Niet alleen de statische fictie maar, zoals gezegd, ook de vereenvoudigende hypothesen zijn oorzaak geweest van onvoldoende realisme in de oudere theorieën. Gevolg hiervan is geweest dat tussen theorie en werkelijkheid een klove bestond, die in omvang toenam, doordat de ec. werkelijkheid zich steeds verder verwijderde van het ideële beeld. Reeds vrij vroeg ontstond van de zijde der z.g. historische school verzet tegen dit gebrek aan realisme. Deze school heeft hiermede een belangrijke functie vervuld in de ontwikkeling der ec. wetenschap. Haar invloed op de theorie is echter geringer geweest dan zij had kunnen zijn, doordat zij zich niet beijverde de theorie, in realistische — zo men wil ‘historische’ — richting om te buigen, maar alle ec. theorie ‘tout court’ bestreed om zich geheel aan de ec. beschrijving te wijden.
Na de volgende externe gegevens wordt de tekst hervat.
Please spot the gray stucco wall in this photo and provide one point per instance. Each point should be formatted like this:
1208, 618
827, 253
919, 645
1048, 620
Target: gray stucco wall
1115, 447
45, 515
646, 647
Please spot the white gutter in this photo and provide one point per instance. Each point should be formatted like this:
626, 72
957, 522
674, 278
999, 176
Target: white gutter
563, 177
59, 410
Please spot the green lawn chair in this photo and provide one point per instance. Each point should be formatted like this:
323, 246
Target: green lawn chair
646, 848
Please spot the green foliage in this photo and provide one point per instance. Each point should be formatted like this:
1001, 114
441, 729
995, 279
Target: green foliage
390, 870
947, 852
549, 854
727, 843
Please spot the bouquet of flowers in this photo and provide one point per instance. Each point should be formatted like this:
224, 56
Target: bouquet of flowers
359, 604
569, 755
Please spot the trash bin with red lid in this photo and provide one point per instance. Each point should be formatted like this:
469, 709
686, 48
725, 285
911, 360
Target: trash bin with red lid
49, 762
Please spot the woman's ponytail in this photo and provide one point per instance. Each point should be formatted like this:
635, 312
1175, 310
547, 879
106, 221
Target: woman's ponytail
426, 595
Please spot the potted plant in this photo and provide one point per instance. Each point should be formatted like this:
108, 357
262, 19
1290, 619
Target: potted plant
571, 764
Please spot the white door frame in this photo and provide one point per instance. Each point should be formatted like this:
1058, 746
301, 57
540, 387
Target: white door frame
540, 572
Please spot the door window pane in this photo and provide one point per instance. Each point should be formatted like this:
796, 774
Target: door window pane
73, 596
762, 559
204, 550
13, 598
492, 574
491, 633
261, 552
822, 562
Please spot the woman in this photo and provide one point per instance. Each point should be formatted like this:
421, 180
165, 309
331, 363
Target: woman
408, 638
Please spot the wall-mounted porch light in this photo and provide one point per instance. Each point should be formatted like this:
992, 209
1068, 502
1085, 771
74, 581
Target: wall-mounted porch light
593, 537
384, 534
Vruchtbaarder was in dit verband de latere Amerikaanse z.g. Institutionele school. Het is echter weer vooral de conjunctuurtheorie geweest, die bevruchtend heeft gewerkt op de ontwikkeling ener meer realistische ec. wetenschap. De scheidslijnen tussen algemene theorie en conjunctuurtheorie, en tussen algemene theorie en geldtheorie zijn door de ontwikkeling in realistische richting meer en meer komen te vervallen.

Vele van de leerstukken der oudere theorie komt men ook in de moderne nog tegen. Maar dan ter verklaring van slechts een deel van de ec. realiteit, ofwel als bewust gehanteerde ficties, hulpconstructies, die belangrijke diensten verlenen om langs de weg der vergelijking het inzicht in de gecompliceerde ec. structuur der maatschappij te verdiepen.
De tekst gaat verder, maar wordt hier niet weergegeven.